The note is here on the right.



When we arrived at Tsafat (choose your own spelling) we were blessed to stay at a childhood friend of Alisa's. Ricki and her husband, Dubi run a B&B in Tsafat called the:
SAFED INN. It was a wonderful oasis in our time in Israel. Ricki and Dubi made us feel completely at home. Ricki is a spectacular cook, making her own cheeses, jams and liqueurs from their garden. I can't even begin to describe how wonderful the food was a the Ruckensteins Safed Inn!
The old city of Safed is a delight to explore. Hundreds of years of mystics, Kabbalist Rabbis have studied and taught here. Their graves are pilgrimages to thousands. The Thursday evening and friday we were there was the yahrzeit of Ha Ari, known as Isaac (ben Solomon) Luria Ashkenazi (1534 – July 25, 1572). Lots of pilgrims are in town to sit at the grave. 

On Friday we three explored the old city of Safed. It is a charming and enchanting place of artist studios, small synagogues.

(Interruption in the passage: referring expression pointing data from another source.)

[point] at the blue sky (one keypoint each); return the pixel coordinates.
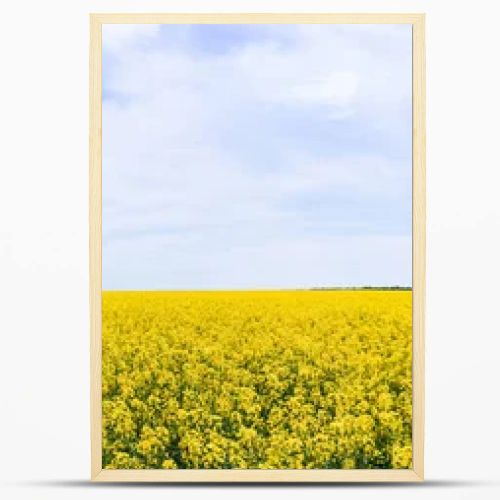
(256, 156)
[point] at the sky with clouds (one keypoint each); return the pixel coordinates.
(256, 156)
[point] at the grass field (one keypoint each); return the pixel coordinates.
(273, 380)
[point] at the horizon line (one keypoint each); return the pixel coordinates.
(298, 289)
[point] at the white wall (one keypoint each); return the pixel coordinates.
(44, 377)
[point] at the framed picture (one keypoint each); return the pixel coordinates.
(257, 247)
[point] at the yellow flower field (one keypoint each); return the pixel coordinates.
(266, 380)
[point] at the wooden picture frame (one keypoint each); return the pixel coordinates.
(418, 222)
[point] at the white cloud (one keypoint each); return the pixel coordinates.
(120, 37)
(193, 182)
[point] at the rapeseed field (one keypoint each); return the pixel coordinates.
(265, 380)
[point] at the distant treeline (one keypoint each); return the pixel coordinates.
(384, 288)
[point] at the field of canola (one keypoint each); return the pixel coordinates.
(268, 380)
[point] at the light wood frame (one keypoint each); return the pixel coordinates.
(251, 475)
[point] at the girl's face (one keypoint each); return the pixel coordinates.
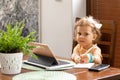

Here are some of the sights that drew my attention.

The engraving of the city name on the garbage receptacles.











An old city alley way.











A Safed cat with two kittens.








View inside an interesting sculpture shop.









Self portrait in shadow.

 View down towards the gravesites of famous Safed Rabbis.
Beautiful stained glass synagogue doors.
Beautiful window.
Stained glass window featuring the Sephirot.
Street scene.
Saying affixed to a wall in the street.
Directions to one of my favourite artists, David Friedman.
Alley view with afternoon sun.
David Friedman's studio.

My friends, Alisa and Laurie taking in the view.
 Bar Yochai Street...just cool!

Sunsets on the old city of Safed.












All in all it was a magical Shabbat in Safad...no matter how you spell it. I waited a long time in my life to be able to visit this amazing place and I hope to return one day soon!